3 It is a new fact that Kempe at any time quitted the company playing at the Blackfriars and Globe theatres : it is however indisputable, and we have it on the authority of Henslowe's Diary, where payments are recorded to Kempe, and where entries are also made for the expenses of dresses supplied to him in 1602. These memoranda Malone overlooked, when the MS., belonging to Dulwich College, was in his hands ; but they may be very important with reference to the dates of some of Shakespeare's plays, and the particular actors engaged in them : they also account for the non-appearance of Kempe's name in the royal licence granted in May, 1603, to the company to which he had belonged. Mr. Dyce attributes the omission of Kempe's name in that instrument to his death, because, in the register of St.
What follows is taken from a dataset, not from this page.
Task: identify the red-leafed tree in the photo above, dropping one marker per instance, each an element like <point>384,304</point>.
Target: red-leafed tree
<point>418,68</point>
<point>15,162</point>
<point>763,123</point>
Saviour's, Southwark, Chalmers found an entry, dated Nov. 2, 1603, of the burial of “William Kempe, a man." There were doubtless many men of the common names of William Kempe; and the William Kempe, who had acted Dogberry, Peter, &c., was certainly alive in 1605, and had by that date rejoined the Lord Chamberlain's servants, then called “the King's players.” The following unnoticed memoranda relating to him are extracted from Henslowe's Diary: “ Lent unto Wm Kempe, the 10 of Marche, 1602, in redy mony, twentye
shillinges for his necesary uses, the some of xxs. “ Lent unto Wm Kempe, the 22 of Auguste, 1602, to buye buckram to
make a payer of gyentes hosse, the some of vs. “ Pd unto the tyerman for mackynge of Wm Kempe's sewt, and the boyes,
the 4 Septembr 1602, some of viijs. 84."